In our case symptoms of autonomic and peripheral neuropathy and alacrima predated achalasia symptoms. He had persistent autonomic dysfunction symptoms in the form of erectile dysfunction, bowel irregularity, gustatory sweating, decreased sweating and postural hypotension, palpitation even after full steroid replacement. Autonomic dysfunction in our case seemed to involve cardiac sympathetic and parasympathetic, cholinergic sympathetic (sudomotor), parasympathetic lacrimotor and pelvic parasympathetic (erectile function). Previously autonomic dysfunction in Allgrove's syndrome was said to be restricted to cholinergic neurons but there are a few reports of noradrenergic autonomic nervous system involvement.  Sympathetic dysfunction may be due to involvement of autonomic ganglia and nicotinic Ach receptors, thus affecting both sympathetic and parasympathetic functions. In our case nerve showed axonal variety sensory neuropathy. Kimber et al., also confirmed the presence of axonal degeneration in Sural nerve biopsy of two Allgrove syndrome patients. 

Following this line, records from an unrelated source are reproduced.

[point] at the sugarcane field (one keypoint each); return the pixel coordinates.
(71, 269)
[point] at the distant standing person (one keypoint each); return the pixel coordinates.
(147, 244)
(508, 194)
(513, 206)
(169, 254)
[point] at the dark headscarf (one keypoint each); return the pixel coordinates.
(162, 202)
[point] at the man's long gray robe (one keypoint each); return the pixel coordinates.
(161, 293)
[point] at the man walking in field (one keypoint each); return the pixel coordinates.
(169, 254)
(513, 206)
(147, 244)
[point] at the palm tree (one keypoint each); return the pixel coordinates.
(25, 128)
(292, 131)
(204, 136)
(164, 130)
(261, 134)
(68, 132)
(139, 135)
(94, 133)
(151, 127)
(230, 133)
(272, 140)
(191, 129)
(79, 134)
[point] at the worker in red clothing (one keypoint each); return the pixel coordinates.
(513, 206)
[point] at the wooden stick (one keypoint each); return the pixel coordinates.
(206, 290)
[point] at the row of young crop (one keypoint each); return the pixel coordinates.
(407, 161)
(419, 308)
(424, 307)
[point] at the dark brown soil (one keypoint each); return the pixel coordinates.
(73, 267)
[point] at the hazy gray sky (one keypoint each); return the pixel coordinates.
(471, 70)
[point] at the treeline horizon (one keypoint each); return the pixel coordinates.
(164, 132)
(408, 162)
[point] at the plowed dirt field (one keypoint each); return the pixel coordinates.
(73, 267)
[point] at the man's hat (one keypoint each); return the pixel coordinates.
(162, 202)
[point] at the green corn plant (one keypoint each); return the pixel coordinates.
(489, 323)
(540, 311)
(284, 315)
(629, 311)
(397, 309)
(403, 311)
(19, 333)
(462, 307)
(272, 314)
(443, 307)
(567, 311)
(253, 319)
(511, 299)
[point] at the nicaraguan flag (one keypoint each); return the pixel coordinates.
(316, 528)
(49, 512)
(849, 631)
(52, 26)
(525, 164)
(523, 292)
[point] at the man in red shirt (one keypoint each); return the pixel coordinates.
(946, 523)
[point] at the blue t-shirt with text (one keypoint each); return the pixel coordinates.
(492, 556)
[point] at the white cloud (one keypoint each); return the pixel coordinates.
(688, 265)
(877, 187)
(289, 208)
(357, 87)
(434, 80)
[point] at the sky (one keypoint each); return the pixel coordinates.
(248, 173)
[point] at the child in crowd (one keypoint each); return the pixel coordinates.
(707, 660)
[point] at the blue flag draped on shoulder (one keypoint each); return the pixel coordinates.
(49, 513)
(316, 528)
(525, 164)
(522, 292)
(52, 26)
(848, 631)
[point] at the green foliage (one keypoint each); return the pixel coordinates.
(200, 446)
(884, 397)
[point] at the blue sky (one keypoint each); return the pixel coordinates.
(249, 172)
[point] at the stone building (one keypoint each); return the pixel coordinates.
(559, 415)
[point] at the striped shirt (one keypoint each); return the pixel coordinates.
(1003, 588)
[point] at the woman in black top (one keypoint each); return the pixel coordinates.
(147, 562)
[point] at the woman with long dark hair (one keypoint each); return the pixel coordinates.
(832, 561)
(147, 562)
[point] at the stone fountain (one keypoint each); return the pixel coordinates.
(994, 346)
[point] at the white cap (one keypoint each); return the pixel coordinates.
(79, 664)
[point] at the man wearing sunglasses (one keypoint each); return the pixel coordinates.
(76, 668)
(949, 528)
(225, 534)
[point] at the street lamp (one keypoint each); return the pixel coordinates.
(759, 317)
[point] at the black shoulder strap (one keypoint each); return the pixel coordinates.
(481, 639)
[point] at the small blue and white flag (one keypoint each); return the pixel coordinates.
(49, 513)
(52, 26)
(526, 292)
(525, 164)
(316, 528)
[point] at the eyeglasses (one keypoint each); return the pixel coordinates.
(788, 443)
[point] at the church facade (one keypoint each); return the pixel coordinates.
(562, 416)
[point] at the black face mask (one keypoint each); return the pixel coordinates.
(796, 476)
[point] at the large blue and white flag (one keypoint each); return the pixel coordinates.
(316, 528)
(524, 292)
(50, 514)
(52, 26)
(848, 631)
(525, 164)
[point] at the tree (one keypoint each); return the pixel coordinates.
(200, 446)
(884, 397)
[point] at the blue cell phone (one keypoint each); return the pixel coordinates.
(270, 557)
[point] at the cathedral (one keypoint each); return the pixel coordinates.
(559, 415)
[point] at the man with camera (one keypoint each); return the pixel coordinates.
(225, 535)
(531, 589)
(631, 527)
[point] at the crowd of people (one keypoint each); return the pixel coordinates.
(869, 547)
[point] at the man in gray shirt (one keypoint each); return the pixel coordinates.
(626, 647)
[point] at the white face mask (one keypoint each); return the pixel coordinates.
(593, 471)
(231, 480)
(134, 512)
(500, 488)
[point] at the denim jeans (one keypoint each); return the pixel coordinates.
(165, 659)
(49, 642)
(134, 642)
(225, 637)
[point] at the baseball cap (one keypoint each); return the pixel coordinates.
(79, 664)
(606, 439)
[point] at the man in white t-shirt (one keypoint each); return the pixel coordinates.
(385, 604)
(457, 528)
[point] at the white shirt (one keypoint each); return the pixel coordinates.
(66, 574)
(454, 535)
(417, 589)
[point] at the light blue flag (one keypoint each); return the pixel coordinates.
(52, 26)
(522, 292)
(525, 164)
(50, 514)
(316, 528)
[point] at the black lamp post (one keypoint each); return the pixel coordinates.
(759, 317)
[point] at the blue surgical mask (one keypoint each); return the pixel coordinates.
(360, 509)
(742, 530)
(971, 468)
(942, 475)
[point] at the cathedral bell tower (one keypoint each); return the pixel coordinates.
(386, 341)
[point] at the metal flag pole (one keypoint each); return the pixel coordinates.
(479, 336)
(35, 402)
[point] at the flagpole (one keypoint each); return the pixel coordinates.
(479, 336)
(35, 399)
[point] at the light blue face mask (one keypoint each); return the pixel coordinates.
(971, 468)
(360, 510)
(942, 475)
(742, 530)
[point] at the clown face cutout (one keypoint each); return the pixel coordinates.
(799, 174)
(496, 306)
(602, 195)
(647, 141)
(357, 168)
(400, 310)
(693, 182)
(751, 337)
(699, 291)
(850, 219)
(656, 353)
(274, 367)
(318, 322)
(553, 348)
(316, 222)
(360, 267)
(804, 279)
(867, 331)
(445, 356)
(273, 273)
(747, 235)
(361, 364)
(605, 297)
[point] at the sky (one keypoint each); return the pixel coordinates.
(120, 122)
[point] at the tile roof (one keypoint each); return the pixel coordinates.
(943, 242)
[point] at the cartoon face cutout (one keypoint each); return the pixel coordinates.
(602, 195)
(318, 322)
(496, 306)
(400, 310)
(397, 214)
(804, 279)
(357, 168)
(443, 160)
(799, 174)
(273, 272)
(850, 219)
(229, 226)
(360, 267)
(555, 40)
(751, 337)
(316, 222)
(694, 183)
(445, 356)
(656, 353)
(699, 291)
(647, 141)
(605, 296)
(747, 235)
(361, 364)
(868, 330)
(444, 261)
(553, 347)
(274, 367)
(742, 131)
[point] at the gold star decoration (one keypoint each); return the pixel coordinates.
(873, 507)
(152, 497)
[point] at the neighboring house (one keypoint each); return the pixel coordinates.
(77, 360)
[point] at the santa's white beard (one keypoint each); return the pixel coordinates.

This patient had 4'A' variant of Allgrove syndrome-autonomic dysfunction, adrenal insufficiency, alacramia and asymptomatic achalasia, but there was no amyotrophy. Allgrove's syndrome may be an underdiagnosed rare cause of multisystem neurological disease in adults and it must be considered as a differential diagnosis. Adrenal insufficiency, alacrima or achalasia cardia are important non-neurological clues to the diagnosis and should be evaluated even if asymptomatic.
Early recognition of the syndrome presenting in adult life permits prompt treatment of unrecognized alacramia, achalasia and adrenalin insufficiency leading to significant improvement in weakness and quality of life.